In the case at bar, if we look at the organization of the Legislature which passed the statute under review, the impossibility of a binding retrospective taxation becomes apparent. That Legislature was the third elected under the Constitution of 1845 ; and assembled and qualified for the first time on the third Monday of January, 1850. It was as incapable of fixing the objects and rate of taxation for 1849 as for 1859; nay more so, because the objects and rate of taxation for 1849 had already been determined by law, and the presumption was, that the taxes for that year had been already collected. 'With his tax receipt in his pocket, was the citizen to be a second time harassed by exactions, created after he had paid his quota of taxation ?

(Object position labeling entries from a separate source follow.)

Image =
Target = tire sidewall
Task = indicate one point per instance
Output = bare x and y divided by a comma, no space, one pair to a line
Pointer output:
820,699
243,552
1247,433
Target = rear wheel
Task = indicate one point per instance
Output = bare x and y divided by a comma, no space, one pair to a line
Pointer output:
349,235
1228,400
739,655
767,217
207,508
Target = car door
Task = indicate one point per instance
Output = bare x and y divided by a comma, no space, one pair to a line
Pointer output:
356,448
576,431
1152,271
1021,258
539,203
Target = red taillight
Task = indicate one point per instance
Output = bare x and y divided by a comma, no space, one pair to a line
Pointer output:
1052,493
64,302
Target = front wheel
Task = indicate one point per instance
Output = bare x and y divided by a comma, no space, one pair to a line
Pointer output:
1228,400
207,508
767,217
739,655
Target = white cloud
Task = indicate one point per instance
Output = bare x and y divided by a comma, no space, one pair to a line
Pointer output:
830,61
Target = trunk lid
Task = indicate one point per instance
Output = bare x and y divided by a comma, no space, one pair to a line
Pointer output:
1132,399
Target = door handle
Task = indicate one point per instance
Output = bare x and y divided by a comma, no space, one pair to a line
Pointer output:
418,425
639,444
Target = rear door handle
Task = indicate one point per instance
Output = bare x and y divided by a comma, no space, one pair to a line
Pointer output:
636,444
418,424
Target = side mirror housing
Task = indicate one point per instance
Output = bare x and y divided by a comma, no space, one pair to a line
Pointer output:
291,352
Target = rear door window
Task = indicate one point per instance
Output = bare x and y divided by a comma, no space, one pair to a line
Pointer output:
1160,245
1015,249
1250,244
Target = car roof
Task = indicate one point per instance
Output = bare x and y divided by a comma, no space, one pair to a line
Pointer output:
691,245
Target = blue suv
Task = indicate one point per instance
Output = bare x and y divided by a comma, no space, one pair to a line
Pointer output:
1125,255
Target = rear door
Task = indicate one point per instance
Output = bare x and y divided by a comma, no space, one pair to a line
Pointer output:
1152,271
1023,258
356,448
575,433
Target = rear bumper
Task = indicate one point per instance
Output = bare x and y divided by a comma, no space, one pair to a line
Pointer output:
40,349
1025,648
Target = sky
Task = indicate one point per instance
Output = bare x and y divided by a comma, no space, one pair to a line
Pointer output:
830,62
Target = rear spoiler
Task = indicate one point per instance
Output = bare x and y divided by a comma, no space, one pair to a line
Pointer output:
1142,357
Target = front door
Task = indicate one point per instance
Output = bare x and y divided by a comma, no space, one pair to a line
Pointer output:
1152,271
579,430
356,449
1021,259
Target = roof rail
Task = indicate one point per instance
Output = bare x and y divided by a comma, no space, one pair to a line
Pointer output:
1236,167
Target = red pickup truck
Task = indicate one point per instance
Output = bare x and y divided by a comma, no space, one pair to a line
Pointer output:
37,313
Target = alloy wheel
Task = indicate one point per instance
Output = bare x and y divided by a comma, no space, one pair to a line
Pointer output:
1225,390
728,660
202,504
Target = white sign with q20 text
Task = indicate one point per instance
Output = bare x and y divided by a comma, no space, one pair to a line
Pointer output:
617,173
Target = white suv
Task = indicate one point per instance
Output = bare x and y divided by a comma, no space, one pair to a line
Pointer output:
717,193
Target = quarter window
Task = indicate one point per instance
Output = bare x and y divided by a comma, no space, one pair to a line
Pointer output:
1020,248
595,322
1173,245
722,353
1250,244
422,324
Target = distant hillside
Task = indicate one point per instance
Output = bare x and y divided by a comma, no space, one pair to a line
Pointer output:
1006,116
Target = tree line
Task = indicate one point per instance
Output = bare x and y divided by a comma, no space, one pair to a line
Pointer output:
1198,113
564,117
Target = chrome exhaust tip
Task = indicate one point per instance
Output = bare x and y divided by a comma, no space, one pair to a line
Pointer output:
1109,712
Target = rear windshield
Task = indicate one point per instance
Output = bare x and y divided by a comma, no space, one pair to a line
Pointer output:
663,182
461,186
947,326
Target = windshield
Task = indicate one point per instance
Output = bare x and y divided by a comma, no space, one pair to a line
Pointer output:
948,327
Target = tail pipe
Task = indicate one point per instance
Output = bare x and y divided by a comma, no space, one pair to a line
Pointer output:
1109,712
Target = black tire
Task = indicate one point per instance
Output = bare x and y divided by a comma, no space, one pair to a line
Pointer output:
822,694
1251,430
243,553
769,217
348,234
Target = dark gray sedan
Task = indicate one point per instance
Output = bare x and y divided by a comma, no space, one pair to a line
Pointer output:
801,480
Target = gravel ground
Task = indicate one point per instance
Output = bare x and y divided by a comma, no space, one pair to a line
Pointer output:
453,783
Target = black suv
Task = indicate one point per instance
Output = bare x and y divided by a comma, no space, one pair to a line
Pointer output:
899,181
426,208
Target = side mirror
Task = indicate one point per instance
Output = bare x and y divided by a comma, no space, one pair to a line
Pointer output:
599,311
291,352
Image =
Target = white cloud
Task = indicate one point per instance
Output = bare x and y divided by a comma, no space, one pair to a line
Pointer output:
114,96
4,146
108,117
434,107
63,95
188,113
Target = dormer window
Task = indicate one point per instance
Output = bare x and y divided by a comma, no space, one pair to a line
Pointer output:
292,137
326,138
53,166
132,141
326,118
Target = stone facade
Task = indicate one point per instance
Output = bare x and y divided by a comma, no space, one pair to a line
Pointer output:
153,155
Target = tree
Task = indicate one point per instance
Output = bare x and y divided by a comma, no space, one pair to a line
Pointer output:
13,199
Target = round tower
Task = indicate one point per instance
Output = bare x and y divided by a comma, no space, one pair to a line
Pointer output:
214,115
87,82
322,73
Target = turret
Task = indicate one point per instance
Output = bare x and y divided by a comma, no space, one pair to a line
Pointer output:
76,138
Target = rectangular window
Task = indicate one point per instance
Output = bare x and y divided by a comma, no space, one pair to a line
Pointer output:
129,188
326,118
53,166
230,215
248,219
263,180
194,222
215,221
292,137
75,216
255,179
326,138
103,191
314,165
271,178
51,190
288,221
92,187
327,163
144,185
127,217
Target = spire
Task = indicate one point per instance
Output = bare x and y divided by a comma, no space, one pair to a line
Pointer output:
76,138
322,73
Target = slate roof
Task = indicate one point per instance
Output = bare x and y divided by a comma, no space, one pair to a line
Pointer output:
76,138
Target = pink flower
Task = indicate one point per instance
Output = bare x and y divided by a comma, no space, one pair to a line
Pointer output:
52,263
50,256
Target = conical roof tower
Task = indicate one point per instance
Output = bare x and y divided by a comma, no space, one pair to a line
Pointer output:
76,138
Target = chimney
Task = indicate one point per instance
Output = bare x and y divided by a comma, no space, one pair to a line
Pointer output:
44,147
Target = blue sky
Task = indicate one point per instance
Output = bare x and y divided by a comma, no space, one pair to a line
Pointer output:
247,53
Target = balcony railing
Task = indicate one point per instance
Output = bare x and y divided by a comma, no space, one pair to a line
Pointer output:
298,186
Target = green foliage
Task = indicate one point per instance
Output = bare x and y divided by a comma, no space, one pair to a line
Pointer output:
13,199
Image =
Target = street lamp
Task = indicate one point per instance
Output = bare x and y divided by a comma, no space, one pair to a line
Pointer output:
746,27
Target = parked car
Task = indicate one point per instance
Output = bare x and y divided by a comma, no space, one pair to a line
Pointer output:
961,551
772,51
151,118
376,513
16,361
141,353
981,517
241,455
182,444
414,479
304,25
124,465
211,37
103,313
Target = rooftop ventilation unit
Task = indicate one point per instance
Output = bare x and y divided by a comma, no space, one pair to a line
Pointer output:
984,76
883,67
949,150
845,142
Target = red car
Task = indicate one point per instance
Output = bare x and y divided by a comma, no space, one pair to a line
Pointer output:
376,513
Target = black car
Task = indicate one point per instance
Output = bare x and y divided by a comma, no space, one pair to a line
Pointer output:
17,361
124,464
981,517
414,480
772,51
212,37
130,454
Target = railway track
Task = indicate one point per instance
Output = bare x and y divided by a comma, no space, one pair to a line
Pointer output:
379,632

I am also struck by the unfairness that inevitably results from such a mode of taxation, as this case presents. It is a tax on capital employed in commerce ; a capital exposed to fluctuation beyond all other kinds of property. The assessment of the capital of a merchant at $20,000, in 1849, may have been in perfect conformity with the true condition of his affairs; yet nothing is more probable that the year 1851 may have found that same merchant a bankrupt. It seems inequitable and contrary to daily experience, to renew against this industrious and useful class, an obligation to pay, predicated on the condition of the commercial world, years back, without regard to the intervening events, and when it is admitted that the obligation could not have been legally enforced at the time to which it relates.

I am of opinion that there should be judgment for defendants.